A few days later I met with my physical therapist, Eric, who did a full athletic history and evaluation. He said my shin pain was due to the fact that I had a lot of scar tissue my legs, which is why they didn’t get better with rest alone. His plan of action: break up the scar tissue with ASTYM, strengthen my leg muscles, and train me on a better running posture to prevent recurrence.

My calves after a session of ASTYM - early in the process

My Legs after ASTYM – Early in the Process

My ASTYM included both anterior tibialis muscles (front outside lower leg), my left posterior tibialis (front inside lower leg), both calves, and the bottoms of both feet. The video above must have been done on a person who didn’t have any injuries because Holy Fucking Shit ASTYM hurts! The first time Eric did ASTYM on me, it hurt so much I was shaking by the time he was halfway through. (He said I was the first person he’s seen have that reaction.) I never shook again, but it is not uncommon for me to cringe, grunt, scream, swear, and pound the table during ASTYM. I’ve pulled my foot away a few times, and each time Eric patiently holds out his hand until I give it back.
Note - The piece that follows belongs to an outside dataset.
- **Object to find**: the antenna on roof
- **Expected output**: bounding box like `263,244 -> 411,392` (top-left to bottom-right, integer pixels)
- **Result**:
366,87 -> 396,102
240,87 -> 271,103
And did I mention the bruising? We’re all glad I did this during winter because if I wore a dress or shorts outside, everyone would wonder who’s beating me.

The good news is the pain gets better and the bruising decreases over time as the scar tissue breaks up. When he works on me, Eric uses ASTYM and manually massages my tibialis muscles. His hands are bright red from the pressure he’s putting on my muscles and except for a few small areas on my plantar fascia and my post tibialis, I’m pretty comfortable compared to when he first worked on me.

Dry Needling - 20 Needles in my Post Tibialis

Dry Needling – 20 Needles in my Post Tibialis

We also did some dry needling in my post tibialis during physical therapy. Dry needling uses the same gauge needles as acupuncture but they go all the way into the muscles. It’s based on the premise that the needles cause micro-trauma where they’re inserted which stimulates the healing process. There are people on both sides of whether dry needling is an effective treatment or only placebo. I don’t care. It seemed to help me.

It felt really intense when the needles were in my leg, especially when they were going in. I had an urge to point and flex my foot after the needles were in but I figured that would hurt a lot so I opted to do it with my non-needled foot instead.

I’m happy to share that my legs are on the mend and I’m starting to run again. I’ll write another post soon about the process of learning to run with a completely different running form.